Posted: Sat Aug 21, 2010 12:21 am
by Fabrice Le Roux
Hi Adrian,

I know this is something I mentioned when we chatted the other day, but others may not be aware.

The full size sherman tracks were "live" links not "dead" links like our models. This means that a rubber bush isolated the pin from the track pad and could be twisted when fitted to impart a torsional spring effect to each link.

In practice this meant that the track wanted to curl upwards at the disconnected ends. When connected, the links wanted to curl round the idler and sprocket, reducing the tendancy to sag behind the sprocket and get crimped, while reducing rolling resistance.

A less obvious effect was the tendency to resist sag between the steel springs atop the bogie units. Indeed any marked sag was a sign of track pin bush failure according to the vehicle manuals.
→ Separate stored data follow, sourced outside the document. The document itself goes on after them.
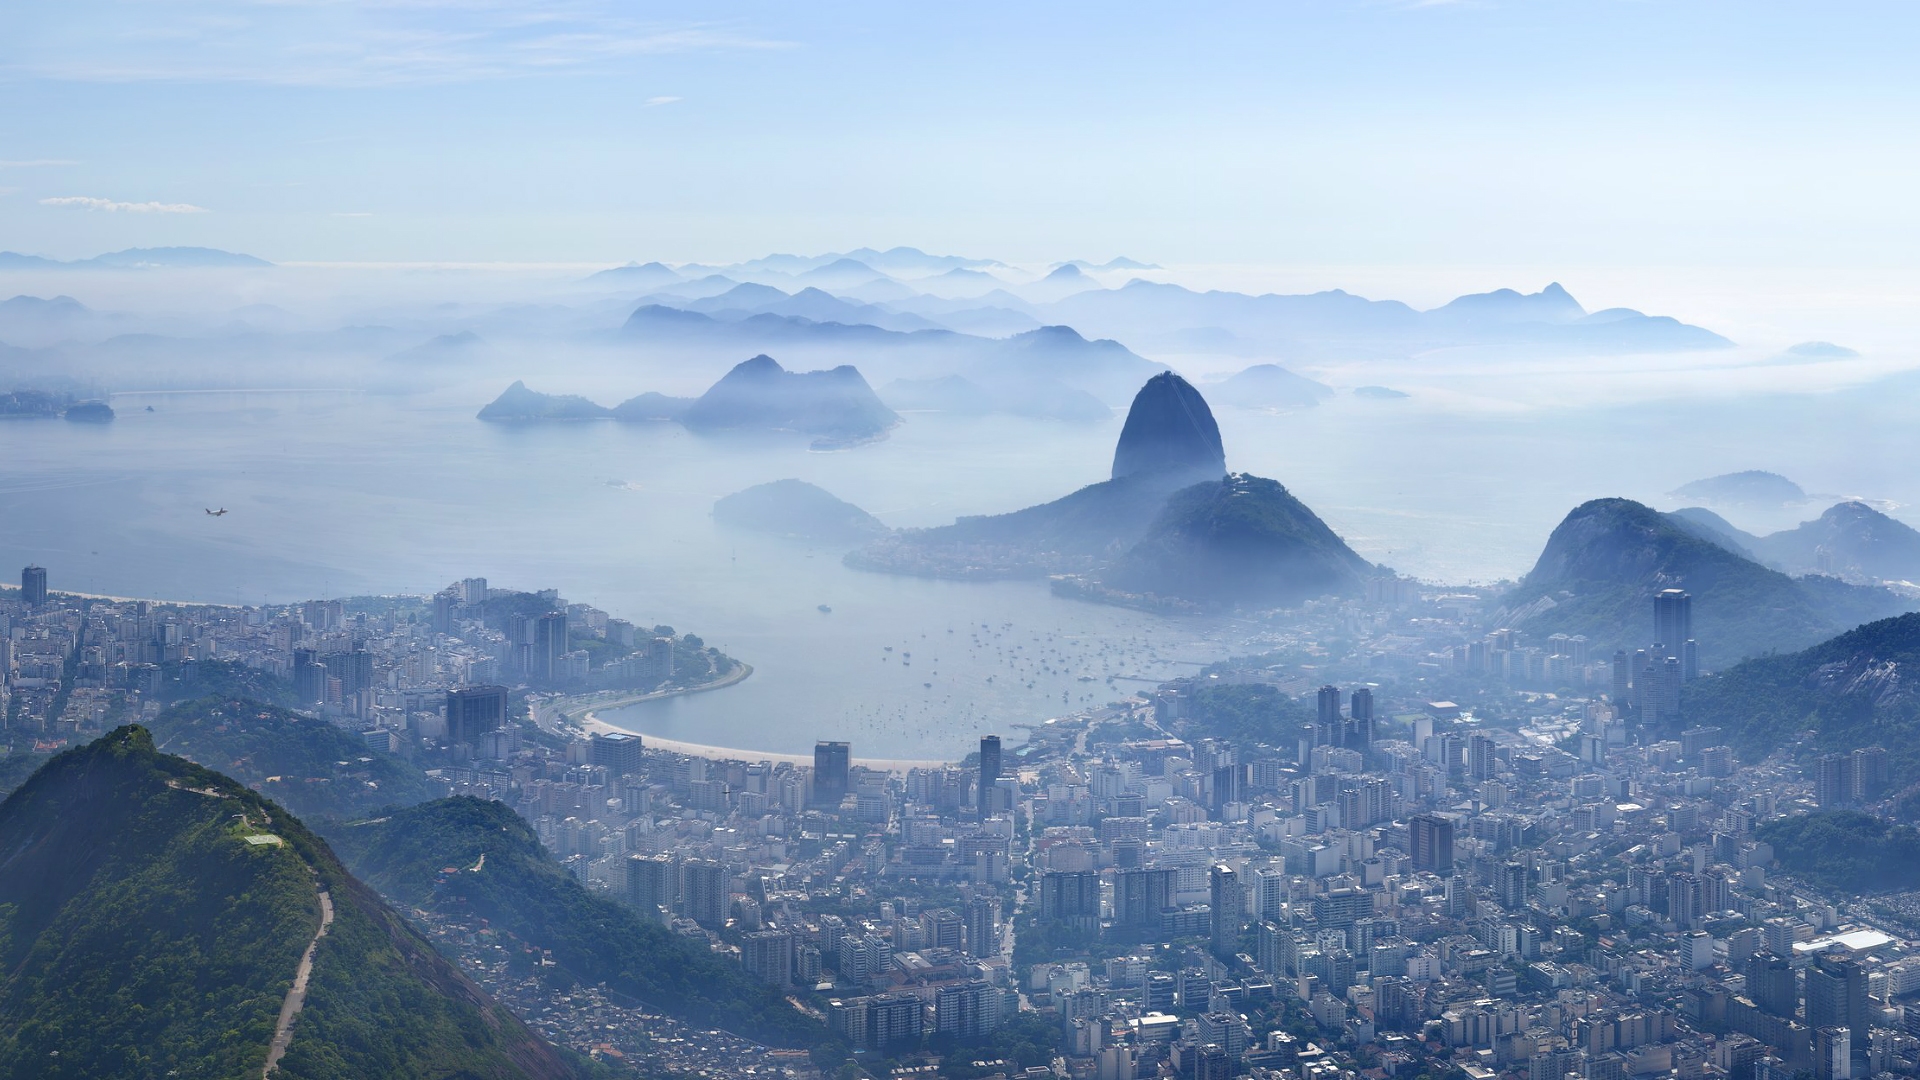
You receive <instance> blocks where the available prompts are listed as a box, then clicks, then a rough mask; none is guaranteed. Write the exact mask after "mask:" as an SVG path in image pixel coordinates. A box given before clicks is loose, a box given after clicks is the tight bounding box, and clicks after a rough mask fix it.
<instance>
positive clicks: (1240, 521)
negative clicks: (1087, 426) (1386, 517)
mask: <svg viewBox="0 0 1920 1080" xmlns="http://www.w3.org/2000/svg"><path fill="white" fill-rule="evenodd" d="M1369 573H1373V565H1371V563H1367V559H1361V557H1359V555H1356V553H1354V550H1352V548H1348V546H1346V542H1344V540H1340V536H1338V534H1336V532H1334V530H1332V528H1329V527H1327V523H1325V521H1321V519H1319V515H1315V513H1313V511H1311V509H1308V507H1306V503H1302V502H1300V500H1296V498H1294V496H1292V494H1290V492H1288V490H1286V488H1284V486H1281V484H1279V482H1277V480H1269V479H1265V477H1252V475H1246V473H1235V475H1231V477H1227V479H1223V480H1208V482H1204V484H1194V486H1190V488H1181V490H1179V492H1175V494H1173V496H1171V498H1167V505H1165V507H1164V509H1162V511H1160V515H1158V517H1156V519H1154V523H1152V525H1150V527H1148V528H1146V534H1144V536H1142V538H1140V542H1139V544H1135V546H1133V548H1131V550H1129V552H1127V553H1125V557H1121V559H1119V561H1117V563H1114V567H1112V569H1110V571H1106V573H1104V575H1102V580H1104V582H1106V584H1110V586H1116V588H1121V590H1127V592H1150V594H1158V596H1177V598H1181V600H1192V601H1202V603H1269V605H1271V603H1298V601H1302V600H1309V598H1315V596H1329V594H1350V592H1357V590H1359V586H1361V582H1363V580H1365V577H1367V575H1369Z"/></svg>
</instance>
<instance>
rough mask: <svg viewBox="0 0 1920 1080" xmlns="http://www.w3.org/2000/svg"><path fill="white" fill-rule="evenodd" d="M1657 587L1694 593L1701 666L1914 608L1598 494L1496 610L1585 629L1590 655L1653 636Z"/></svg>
mask: <svg viewBox="0 0 1920 1080" xmlns="http://www.w3.org/2000/svg"><path fill="white" fill-rule="evenodd" d="M1663 588H1684V590H1688V592H1690V594H1692V596H1693V638H1695V640H1697V642H1699V659H1701V663H1703V665H1705V667H1720V665H1728V663H1734V661H1738V659H1740V657H1749V655H1761V653H1768V651H1776V650H1799V648H1807V646H1809V644H1812V642H1818V640H1820V638H1824V636H1830V634H1836V632H1839V630H1843V628H1847V626H1855V625H1859V623H1864V621H1870V619H1884V617H1887V615H1893V613H1899V611H1907V609H1910V607H1912V605H1910V603H1908V601H1905V600H1903V598H1899V596H1895V594H1893V592H1887V590H1884V588H1862V586H1851V584H1845V582H1839V580H1834V578H1789V577H1788V575H1784V573H1778V571H1770V569H1766V567H1763V565H1759V563H1755V561H1753V559H1745V557H1741V555H1738V553H1736V552H1730V550H1728V548H1724V546H1720V544H1715V542H1709V540H1703V538H1701V536H1697V534H1693V532H1690V530H1686V528H1680V527H1678V525H1674V523H1672V521H1670V519H1668V517H1667V515H1663V513H1659V511H1655V509H1651V507H1645V505H1642V503H1636V502H1632V500H1594V502H1588V503H1582V505H1578V507H1574V509H1572V513H1569V515H1567V517H1565V521H1561V525H1559V527H1557V528H1555V530H1553V534H1551V536H1549V538H1548V544H1546V550H1542V552H1540V561H1538V563H1534V569H1532V573H1528V575H1526V577H1524V578H1523V580H1521V584H1519V586H1517V588H1515V590H1513V592H1511V594H1509V596H1507V598H1505V605H1503V611H1501V619H1503V621H1507V623H1509V625H1515V626H1521V628H1524V630H1528V632H1530V634H1538V636H1546V634H1553V632H1567V634H1586V636H1588V642H1590V648H1592V650H1594V653H1596V655H1607V653H1611V651H1613V650H1617V648H1626V650H1632V648H1644V646H1649V644H1653V594H1657V592H1661V590H1663ZM1544 600H1546V601H1551V603H1544Z"/></svg>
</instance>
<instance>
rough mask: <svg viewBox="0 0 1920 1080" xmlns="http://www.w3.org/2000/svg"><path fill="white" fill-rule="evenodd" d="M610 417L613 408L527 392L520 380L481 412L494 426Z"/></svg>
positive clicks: (580, 399) (568, 398) (576, 420)
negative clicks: (548, 421)
mask: <svg viewBox="0 0 1920 1080" xmlns="http://www.w3.org/2000/svg"><path fill="white" fill-rule="evenodd" d="M611 415H612V409H607V407H605V405H595V404H593V402H589V400H586V398H582V396H578V394H541V392H538V390H528V388H526V382H518V380H515V384H513V386H507V388H505V390H503V392H501V396H499V398H493V400H492V402H488V405H486V407H482V409H480V419H484V421H493V423H528V421H597V419H607V417H611Z"/></svg>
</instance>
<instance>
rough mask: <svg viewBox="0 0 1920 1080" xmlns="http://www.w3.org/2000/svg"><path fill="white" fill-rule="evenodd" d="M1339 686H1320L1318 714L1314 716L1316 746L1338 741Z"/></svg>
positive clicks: (1339, 710)
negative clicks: (1314, 716)
mask: <svg viewBox="0 0 1920 1080" xmlns="http://www.w3.org/2000/svg"><path fill="white" fill-rule="evenodd" d="M1340 730H1342V728H1340V688H1338V686H1321V690H1319V715H1317V717H1315V734H1313V742H1315V744H1317V746H1325V744H1338V742H1340Z"/></svg>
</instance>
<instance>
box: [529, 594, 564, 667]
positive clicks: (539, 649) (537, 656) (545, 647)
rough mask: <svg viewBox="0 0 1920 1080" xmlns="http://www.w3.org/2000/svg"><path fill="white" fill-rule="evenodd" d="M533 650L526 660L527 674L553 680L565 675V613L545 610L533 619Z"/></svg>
mask: <svg viewBox="0 0 1920 1080" xmlns="http://www.w3.org/2000/svg"><path fill="white" fill-rule="evenodd" d="M532 646H534V651H532V657H530V661H528V676H532V678H540V680H553V678H561V676H564V675H566V661H564V659H561V657H564V655H566V613H564V611H547V613H545V615H541V617H540V619H534V642H532Z"/></svg>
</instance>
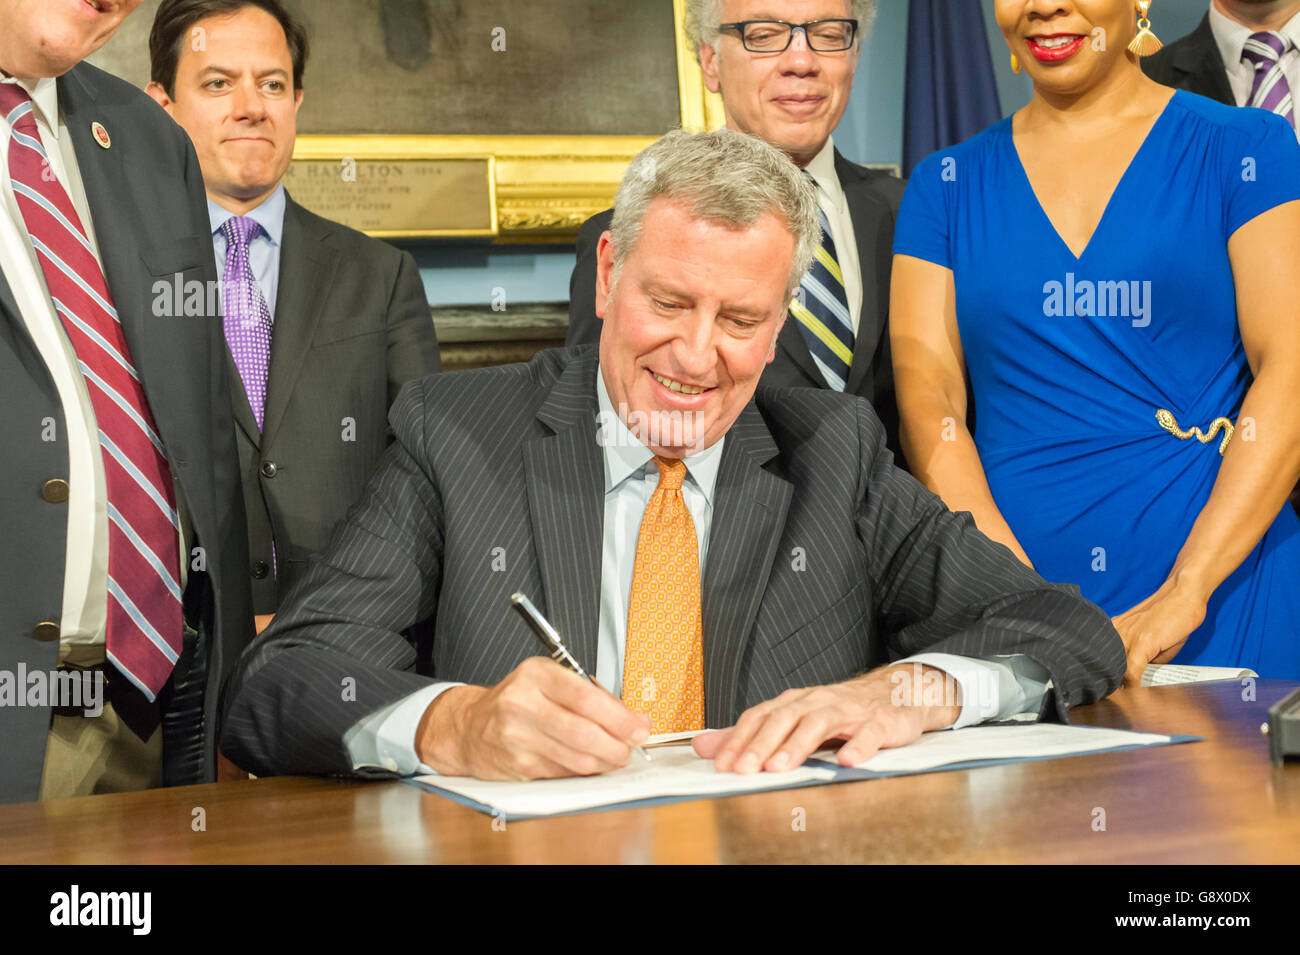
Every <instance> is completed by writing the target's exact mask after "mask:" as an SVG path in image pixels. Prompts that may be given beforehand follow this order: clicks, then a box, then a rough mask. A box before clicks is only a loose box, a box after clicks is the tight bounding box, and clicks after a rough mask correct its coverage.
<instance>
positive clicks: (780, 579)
mask: <svg viewBox="0 0 1300 955" xmlns="http://www.w3.org/2000/svg"><path fill="white" fill-rule="evenodd" d="M597 373H598V369H597V352H595V347H594V346H584V347H578V348H571V350H567V351H559V350H556V351H546V352H542V353H539V355H538V356H537V357H536V359H534V360H533V361H532V363H529V364H526V365H510V366H504V368H493V369H485V370H477V372H465V373H456V374H450V376H441V377H437V376H435V377H428V378H422V379H419V381H415V382H411V383H409V385H407V386H406V388H404V390H403V392H402V395H400V396H399V398H398V401H396V403H395V405H394V408H393V411H391V413H390V420H391V424H393V429H394V431H395V434H396V440H395V442H394V444H393V446H391V447H390V448H389V450H387V452H386V455H385V457H383V460H382V461H381V464H380V468H378V469H377V472H376V473H374V474H373V476H372V477H370V481H369V485H368V486H367V490H365V492H364V494H363V498H361V500H360V502H359V503H357V504H356V505H355V507H354V508H352V511H351V512H350V515H348V517H347V518H346V520H344V521H343V522H342V524H341V525H339V526H338V528H337V529H335V531H334V535H333V538H331V541H330V544H329V547H328V548H326V551H325V552H324V555H321V556H320V557H317V559H315V560H313V561H312V565H311V568H309V570H308V572H307V574H305V577H304V578H303V579H302V581H300V582H299V583H298V585H296V586H295V587H294V589H292V591H291V592H290V594H289V596H287V599H286V602H285V604H283V605H282V607H281V612H279V616H277V617H276V621H274V624H273V625H272V626H270V628H269V629H266V630H265V631H264V633H263V634H261V637H260V638H259V639H257V641H255V642H253V644H252V646H250V647H248V650H247V652H246V654H244V655H243V659H242V660H240V663H239V665H238V667H237V670H235V673H234V674H233V677H231V680H230V682H229V685H227V687H226V698H225V699H226V702H225V707H226V721H225V728H224V735H222V748H224V751H225V752H226V754H227V755H229V756H230V758H231V759H234V760H235V761H237V763H239V764H240V765H243V767H246V768H248V769H250V770H252V772H255V773H259V774H274V773H351V772H352V769H351V760H350V759H348V755H347V751H346V747H344V745H343V737H344V734H346V732H347V730H348V728H350V726H352V724H355V722H356V721H357V720H359V719H361V717H363V716H365V715H367V713H369V712H372V711H376V709H378V708H381V707H383V706H386V704H389V703H394V702H396V700H399V699H400V698H402V696H404V695H407V694H408V693H412V691H415V690H416V689H419V687H420V686H424V685H426V683H428V682H429V677H425V676H419V674H417V673H416V672H415V661H416V652H415V648H413V647H412V646H411V643H409V642H408V641H407V639H406V638H404V637H403V635H402V631H403V630H404V629H407V628H409V626H411V625H412V624H413V622H416V621H420V620H425V618H430V617H432V618H433V621H434V638H433V669H434V673H435V676H437V677H438V678H441V680H456V681H464V682H469V683H480V685H491V683H495V682H498V681H500V680H502V678H503V677H506V676H507V674H508V673H510V670H511V669H513V668H515V667H516V665H517V664H519V663H520V661H523V660H524V659H525V657H528V656H530V655H534V654H538V652H541V647H539V644H538V642H537V639H536V637H533V635H532V633H530V631H529V630H528V629H526V628H525V625H524V624H523V621H521V620H520V618H519V617H517V616H516V615H515V613H513V612H511V609H510V607H508V604H507V596H508V595H510V594H511V592H512V591H516V590H521V591H524V592H525V594H529V595H532V596H533V598H534V600H536V602H537V603H538V605H539V608H541V609H542V612H543V613H546V615H547V616H549V617H550V618H551V621H554V622H555V625H556V626H558V629H559V630H560V633H563V634H564V637H565V639H567V642H568V644H569V648H571V650H572V651H573V652H575V655H576V656H577V657H578V659H580V660H586V661H591V660H594V657H595V647H597V625H598V615H599V587H601V544H602V538H601V534H602V520H603V499H604V494H603V489H604V478H603V464H602V451H601V448H599V447H598V444H597V440H595V426H597V396H595V376H597ZM702 585H703V639H705V696H706V720H707V725H710V726H724V725H729V724H732V722H733V721H735V720H736V719H737V717H738V716H740V713H741V712H742V711H744V709H745V708H748V707H750V706H753V704H755V703H759V702H762V700H764V699H770V698H772V696H775V695H777V694H779V693H781V691H783V690H785V689H788V687H793V686H811V685H820V683H831V682H836V681H842V680H846V678H849V677H853V676H855V674H859V673H862V672H863V670H866V669H868V668H872V667H876V665H880V664H885V663H888V661H889V660H891V659H898V657H900V656H901V655H907V654H913V652H918V651H922V650H933V651H944V652H953V654H963V655H967V656H988V655H995V654H1013V652H1023V654H1027V655H1028V656H1030V657H1031V659H1034V660H1035V661H1037V663H1040V664H1041V665H1043V667H1045V668H1047V670H1048V672H1049V673H1050V674H1052V677H1053V680H1054V682H1056V712H1057V715H1060V716H1061V717H1063V716H1065V712H1066V709H1067V707H1070V706H1073V704H1076V703H1087V702H1092V700H1095V699H1099V698H1100V696H1102V695H1105V694H1106V693H1109V691H1112V690H1113V689H1114V687H1115V686H1118V683H1119V680H1121V677H1122V674H1123V669H1125V652H1123V646H1122V644H1121V642H1119V637H1118V634H1117V633H1115V631H1114V629H1113V628H1112V625H1110V620H1109V618H1108V617H1106V615H1105V613H1102V612H1101V611H1100V609H1099V608H1097V607H1095V605H1093V604H1091V603H1087V602H1086V600H1083V599H1082V598H1080V596H1079V591H1078V589H1076V587H1073V586H1063V585H1049V583H1045V582H1044V581H1043V579H1041V578H1040V577H1037V576H1036V574H1035V573H1034V572H1031V570H1030V569H1028V568H1026V567H1024V565H1023V564H1021V563H1019V561H1018V560H1017V559H1015V557H1014V556H1011V554H1010V551H1008V550H1006V548H1005V547H1002V546H1000V544H995V543H992V542H991V541H988V539H987V538H985V537H984V535H983V534H980V533H979V531H978V530H976V529H975V525H974V522H972V521H971V518H970V516H969V515H965V513H963V515H953V513H952V512H949V511H948V509H946V508H945V507H944V504H943V502H940V500H939V498H936V496H935V495H932V494H931V492H930V491H927V490H926V489H924V487H923V486H922V485H920V483H918V482H917V481H915V479H913V478H911V477H910V476H907V474H906V473H905V472H902V470H900V469H897V468H896V466H894V465H893V461H892V456H891V455H889V452H888V451H887V450H885V440H884V429H883V427H881V425H880V421H879V420H878V418H876V416H875V413H874V412H872V411H871V405H870V404H868V403H867V401H866V400H863V399H861V398H854V396H848V395H841V394H835V392H829V391H823V390H814V388H767V387H761V388H759V390H758V392H757V395H755V398H754V400H753V401H750V404H749V405H748V407H746V408H745V409H744V412H742V413H741V416H740V417H738V418H737V421H736V424H735V425H733V426H732V429H731V431H728V434H727V443H725V446H724V448H723V457H722V463H720V466H719V474H718V485H716V490H715V495H714V517H712V530H711V534H710V544H708V554H707V555H706V561H705V574H703V581H702ZM354 696H355V699H354Z"/></svg>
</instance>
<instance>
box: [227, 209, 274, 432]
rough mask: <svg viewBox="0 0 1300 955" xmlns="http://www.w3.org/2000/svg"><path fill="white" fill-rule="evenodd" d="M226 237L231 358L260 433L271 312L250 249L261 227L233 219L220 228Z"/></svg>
mask: <svg viewBox="0 0 1300 955" xmlns="http://www.w3.org/2000/svg"><path fill="white" fill-rule="evenodd" d="M221 231H222V233H224V234H225V236H226V273H225V281H224V283H222V285H224V287H225V292H226V296H225V316H226V318H225V330H226V343H227V344H229V346H230V355H231V356H233V357H234V360H235V368H238V369H239V378H240V379H242V381H243V383H244V394H246V395H248V407H251V408H252V416H253V417H255V418H256V420H257V430H259V431H260V430H261V421H263V409H264V408H265V407H266V369H269V368H270V309H269V308H266V299H265V296H264V295H263V294H261V286H259V285H257V278H256V277H255V275H253V274H252V265H251V264H250V262H248V247H250V246H251V244H252V240H253V239H256V238H257V236H259V235H261V226H260V225H257V221H256V220H252V218H248V217H247V216H231V217H230V218H227V220H226V221H225V225H222V226H221Z"/></svg>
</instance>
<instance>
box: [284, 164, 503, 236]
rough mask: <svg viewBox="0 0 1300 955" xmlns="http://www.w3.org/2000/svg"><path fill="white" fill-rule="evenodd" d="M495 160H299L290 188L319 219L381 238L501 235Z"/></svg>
mask: <svg viewBox="0 0 1300 955" xmlns="http://www.w3.org/2000/svg"><path fill="white" fill-rule="evenodd" d="M494 178H495V177H494V175H493V160H490V159H486V157H471V159H441V157H439V159H354V157H346V159H339V160H325V159H311V160H302V159H296V160H294V162H292V165H290V168H289V173H287V174H286V175H285V188H287V190H289V192H290V194H291V195H292V196H294V199H295V200H296V201H298V203H300V204H303V205H304V207H307V208H308V209H311V210H312V212H315V213H316V214H317V216H324V217H325V218H330V220H334V221H335V222H342V223H343V225H347V226H351V227H352V229H359V230H360V231H363V233H367V234H369V235H376V236H380V238H415V236H437V235H485V236H491V235H495V234H497V200H495V191H494Z"/></svg>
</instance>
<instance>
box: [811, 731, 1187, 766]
mask: <svg viewBox="0 0 1300 955" xmlns="http://www.w3.org/2000/svg"><path fill="white" fill-rule="evenodd" d="M1166 742H1169V737H1162V735H1157V734H1154V733H1132V732H1130V730H1121V729H1102V728H1100V726H1067V725H1063V724H1060V722H1035V724H1032V725H1028V726H965V728H962V729H954V730H940V732H937V733H926V734H924V735H923V737H922V738H920V739H918V741H917V742H914V743H909V745H907V746H902V747H898V748H897V750H881V751H880V752H878V754H876V755H875V756H872V758H871V759H868V760H867V761H866V763H859V764H858V765H857V767H855V768H858V769H871V770H874V772H878V773H896V772H919V770H926V769H936V768H939V767H943V765H949V764H952V763H967V761H970V760H978V759H1027V758H1034V756H1071V755H1075V754H1080V752H1095V751H1097V750H1110V748H1114V747H1117V746H1135V745H1140V746H1151V745H1152V743H1166ZM813 759H818V760H824V761H827V763H835V764H836V765H837V763H836V760H837V756H836V754H833V752H828V751H822V752H816V754H814V756H813Z"/></svg>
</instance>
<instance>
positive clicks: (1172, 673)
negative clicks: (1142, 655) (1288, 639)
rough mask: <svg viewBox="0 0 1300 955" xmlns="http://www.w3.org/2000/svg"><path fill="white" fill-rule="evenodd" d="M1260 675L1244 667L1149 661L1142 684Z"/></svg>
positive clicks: (1228, 677) (1177, 681)
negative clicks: (1219, 665) (1186, 663)
mask: <svg viewBox="0 0 1300 955" xmlns="http://www.w3.org/2000/svg"><path fill="white" fill-rule="evenodd" d="M1258 676H1260V674H1258V673H1256V672H1255V670H1251V669H1245V668H1244V667H1183V665H1179V664H1174V663H1149V664H1147V668H1145V669H1144V670H1143V672H1141V685H1143V686H1171V685H1173V683H1208V682H1209V681H1212V680H1243V678H1245V677H1258Z"/></svg>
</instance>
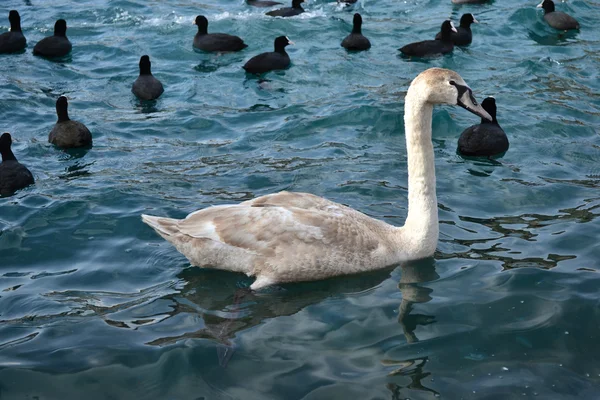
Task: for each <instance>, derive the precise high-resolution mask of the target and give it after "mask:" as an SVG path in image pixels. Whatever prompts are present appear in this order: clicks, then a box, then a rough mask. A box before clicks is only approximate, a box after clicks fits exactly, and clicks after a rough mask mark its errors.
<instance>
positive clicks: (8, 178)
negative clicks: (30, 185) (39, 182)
mask: <svg viewBox="0 0 600 400" xmlns="http://www.w3.org/2000/svg"><path fill="white" fill-rule="evenodd" d="M11 145H12V138H11V136H10V133H4V134H2V136H0V154H2V162H1V163H0V196H10V195H12V194H13V193H14V192H16V191H17V190H19V189H23V188H25V187H27V186H29V185H32V184H33V183H34V180H33V175H32V174H31V171H29V170H28V169H27V167H26V166H24V165H23V164H21V163H20V162H18V161H17V158H16V157H15V155H14V154H13V152H12V150H11V148H10V146H11Z"/></svg>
So the conundrum is that while the tracks run best when tight, the scale model tracks are not live, so try to sag under gravity. To tighten the model tracks to make them look prototypical there is a risk of putting considerable load on the tensioning mechanism, which could lead to failure of the retaining bolt or of the track itself.

Personally I have elected to run the track a little less tight and use a mild steel capscrew to lock the plate, so it might fail rather than the track.

For more adventurous model engineers, a more refined solution might be to use an adjustable torsion spring concealed within the housing to provide adaptive track tensioning.

cheers
Fabrice

Posted: Thu Aug 26, 2010 11:57 pm
by Dan Williams
With running in grass,the right track started to come off all of the wheels.
I rev the track to get them back on.And some times the bogie wheels come together before I can stop it.
But running on hard surface I have no problems.